Due to the lapse in appropriations, Department of Justice websites will not be regularly updated. The Department’s essential law enforcement and national security functions will continue. Please refer to the Department of Justice’s contingency plan for more information.

Justice News

Department of Justice
Office of Public Affairs

Tuesday, June 29, 2010

Miami Man Indicted for Purchasing, Selling and Using Stolen Credit Card Information

WASHINGTON - A Miami man was charged today with buying, selling and using stolen credit card information, announced Assistant Attorney General Lanny A. Breuer of the Criminal Division; U.S. Attorney Wifredo A. Ferrer for the Southern District of Florida; Special Agent in Charge Michael K. Fithen of the U.S. Secret Service, Miami Field Office; and Acting Special Agent in Charge Kenneth T. Jenkins Jr., of the U.S. Secret Service, Criminal Investigative Division.

Juan Javier Cardenas was charged in a three-count indictment returned today by a federal grand jury in Miami with conspiracy to traffic in unauthorized credit card numbers and to possess unauthorized credit card numbers with intent to defraud; trafficking in unauthorized credit card numbers; and fraudulent possession of equipment to make credit cards.

According to the indictment, from November 2007 through May 2009, Cardenas allegedly purchased credit card information that had been stolen and obtained by fraudulent means from co-conspirators whom he met through the Internet.
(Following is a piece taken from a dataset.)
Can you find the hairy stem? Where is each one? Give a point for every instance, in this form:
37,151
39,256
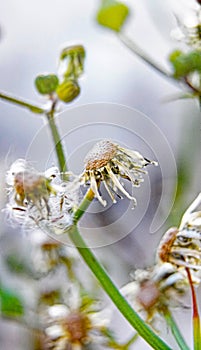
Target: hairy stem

Cardenas allegedly resold that information to others, who used it to make fraudulent credit card purchases. In addition, Cardenas allegedly personally manufactured credit cards using the information he had purchased. In total, Cardenas purchased approximately 26,669 credit card numbers during the course of the scheme charged in the indictment.

If convicted, Cardenas faces maximum sentences of five years in prison on the conspiracy charge, 10 years in prison on the charge of trafficking in unauthorized credit card numbers, and 15 years in prison on the charge of fraudulent possession of equipment to make credit cards. Cardenas also faces fines and terms of supervised release on each of the charged counts, as well as forfeiture of any property or proceeds derived from his criminal activities.

An indictment is a formal accusation of criminal conduct, not evidence. A defendant is presumed innocent until convicted through due process of law.

This case is being prosecuted by Assistant U.S. Attorney Marc Osborne of the U.S. Attorney’s Office for the Southern District of Florida and Trial Attorney Joseph E. Springsteen of the Criminal Division’s Computer Crime and Intellectual Property Section. The case is being investigated by the U.S. Secret Service.